2. 5 minutes: Establish intravenous access, use saline (glucose can precipitate phenytoin sodium) to do routine blood and biochemical tests. Measure drug blood concentration. Do rapid blood glucose, if there is hypoglycemia. Give vitamin B1 100mg by static push, followed by 50% glucose intravenous injection.
3. 10 minutes: Adults give Valium 10mg intravenously (push rate <2mg/min), not intramuscularly. If ineffective, repeat once in 10-20 minutes until the seizure is terminated or the total dose reaches 20mg.
4. 25 minutes: If the seizure does not stop, start phenytoin sodium (20mg/kg) intravenously (rate <50mg/min). Monitor blood pressure and electrocardiogram. If the seizure still does not stop, add 5mg/kg, and if necessary, add another 5mg/kg until the maximum dose is 30mg/kg.
5.60 minutes: If the seizure still does not stop, after tracheal intubation, administer sodium phenobarbital intravenously (20mg/kg, <100mg/min).
6.90 minutes: If the seizure is still not terminated, use barbiturate coma (anesthesia), give more sodium phenobarbital or pentobarbital (5~15mg/kg) slowly intravenously, maintenance amount 0.5~5mg/kg/h), and monitor blood pressure, ECG and respiratory function at the same time.
Seven, commonly used drug therapy methods.
1, Valium plus Valium therapy: Valium is preferred for adult patients, 10~20mg intravenous injection, not inotropic injection, injection rate <2mg/min, if the effect is not obvious, 10~20min later can be repeated once. If effective, Valium 80~100mg will be added to 500ml of saline and maintained by slow intravenous infusion for 12 hours. If it is ineffective, it is necessary to switch to other drugs.

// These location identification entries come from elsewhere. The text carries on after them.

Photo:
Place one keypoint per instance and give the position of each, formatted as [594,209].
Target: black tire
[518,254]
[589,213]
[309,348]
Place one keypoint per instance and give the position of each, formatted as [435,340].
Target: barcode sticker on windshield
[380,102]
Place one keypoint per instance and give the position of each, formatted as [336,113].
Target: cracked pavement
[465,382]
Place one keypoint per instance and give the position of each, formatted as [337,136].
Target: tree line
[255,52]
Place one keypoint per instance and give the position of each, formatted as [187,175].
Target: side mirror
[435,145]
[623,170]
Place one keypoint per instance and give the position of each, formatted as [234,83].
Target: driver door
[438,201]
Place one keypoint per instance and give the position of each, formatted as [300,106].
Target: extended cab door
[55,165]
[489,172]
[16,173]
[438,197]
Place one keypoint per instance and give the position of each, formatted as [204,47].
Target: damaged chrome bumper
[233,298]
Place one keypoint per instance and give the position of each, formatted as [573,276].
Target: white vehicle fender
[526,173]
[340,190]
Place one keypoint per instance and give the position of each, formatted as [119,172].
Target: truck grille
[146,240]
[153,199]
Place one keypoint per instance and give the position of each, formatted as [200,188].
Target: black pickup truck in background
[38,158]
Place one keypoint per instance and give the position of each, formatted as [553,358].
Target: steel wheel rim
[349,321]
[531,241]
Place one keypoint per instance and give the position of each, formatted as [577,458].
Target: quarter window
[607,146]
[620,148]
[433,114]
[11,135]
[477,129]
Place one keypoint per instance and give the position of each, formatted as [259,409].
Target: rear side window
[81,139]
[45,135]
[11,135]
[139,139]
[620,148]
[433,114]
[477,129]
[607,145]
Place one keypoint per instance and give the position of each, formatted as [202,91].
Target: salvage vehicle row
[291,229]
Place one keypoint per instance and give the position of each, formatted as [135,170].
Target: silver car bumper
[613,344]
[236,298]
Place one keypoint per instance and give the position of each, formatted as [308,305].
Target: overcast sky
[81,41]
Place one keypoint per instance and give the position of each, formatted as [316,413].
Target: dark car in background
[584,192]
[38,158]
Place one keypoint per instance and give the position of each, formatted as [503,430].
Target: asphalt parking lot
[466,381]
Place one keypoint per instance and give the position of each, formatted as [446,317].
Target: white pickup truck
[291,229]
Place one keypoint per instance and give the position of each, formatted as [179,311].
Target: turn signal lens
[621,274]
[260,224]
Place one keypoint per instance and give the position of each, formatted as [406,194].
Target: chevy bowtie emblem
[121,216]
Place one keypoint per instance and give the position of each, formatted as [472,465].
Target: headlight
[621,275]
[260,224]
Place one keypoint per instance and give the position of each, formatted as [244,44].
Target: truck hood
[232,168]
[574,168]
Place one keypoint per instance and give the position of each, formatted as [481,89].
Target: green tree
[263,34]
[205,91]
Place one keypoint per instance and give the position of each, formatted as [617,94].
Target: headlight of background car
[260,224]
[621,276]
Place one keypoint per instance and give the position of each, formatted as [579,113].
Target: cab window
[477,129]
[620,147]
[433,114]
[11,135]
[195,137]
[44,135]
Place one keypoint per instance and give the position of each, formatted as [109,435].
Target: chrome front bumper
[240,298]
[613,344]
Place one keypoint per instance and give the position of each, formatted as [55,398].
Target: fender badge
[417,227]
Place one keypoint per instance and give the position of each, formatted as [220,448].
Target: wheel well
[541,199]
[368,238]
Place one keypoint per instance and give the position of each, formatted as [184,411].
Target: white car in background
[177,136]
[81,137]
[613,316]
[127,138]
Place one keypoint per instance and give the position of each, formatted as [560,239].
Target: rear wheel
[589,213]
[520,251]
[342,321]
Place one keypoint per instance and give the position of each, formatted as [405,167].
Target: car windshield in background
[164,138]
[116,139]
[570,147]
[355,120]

2, phenytoin sodium therapy: phenytoin sodium 14-18mg/(kg.times) into saline 500ml intravenous drip, the speed does not exceed 50mg/min, the elderly and cardiopulmonary disease do not exceed 5-10mg/min, because of its 70-95% and plasma protein binding, only about 10% has antiepileptic effect, high dose can lead to arrhythmia, blood pressure High dose can lead to arrhythmia, blood pressure reduction and heart block, so heart rate and blood pressure should be monitored. After the seizure has stopped, it should be given orally or intranasally. The advantage is that it does not affect consciousness.
3, Valium plus phenytoin sodium therapy: as phenytoin sodium brain to reach the peak of 15-30min, so you can first use Valium sedation, after the effective sedation of Valium, followed by phenytoin sodium intravenous drip, the specific method as before.
4, Depakene therapy: for patients who have not been treated with sodium valproate, 5-10mg/(kg.times) in 3-5min by sedation, followed by 1-1.5mg (kg.h) for maintenance, not more than 3 d, and later changed to oral. For patients who have used sodium valproate, 7mg/(kg.times) in 3-5min by sedation, and later maintained with 0.5-1mg (kg.h). Active liver disease, familial liver disease, and sodium valproate allergy are prohibited.
5, chloral hydrate therapy: 10% chloral hydrate 20-30ml nasal feeding or add equal amount of saline retention enema, this drug is safer.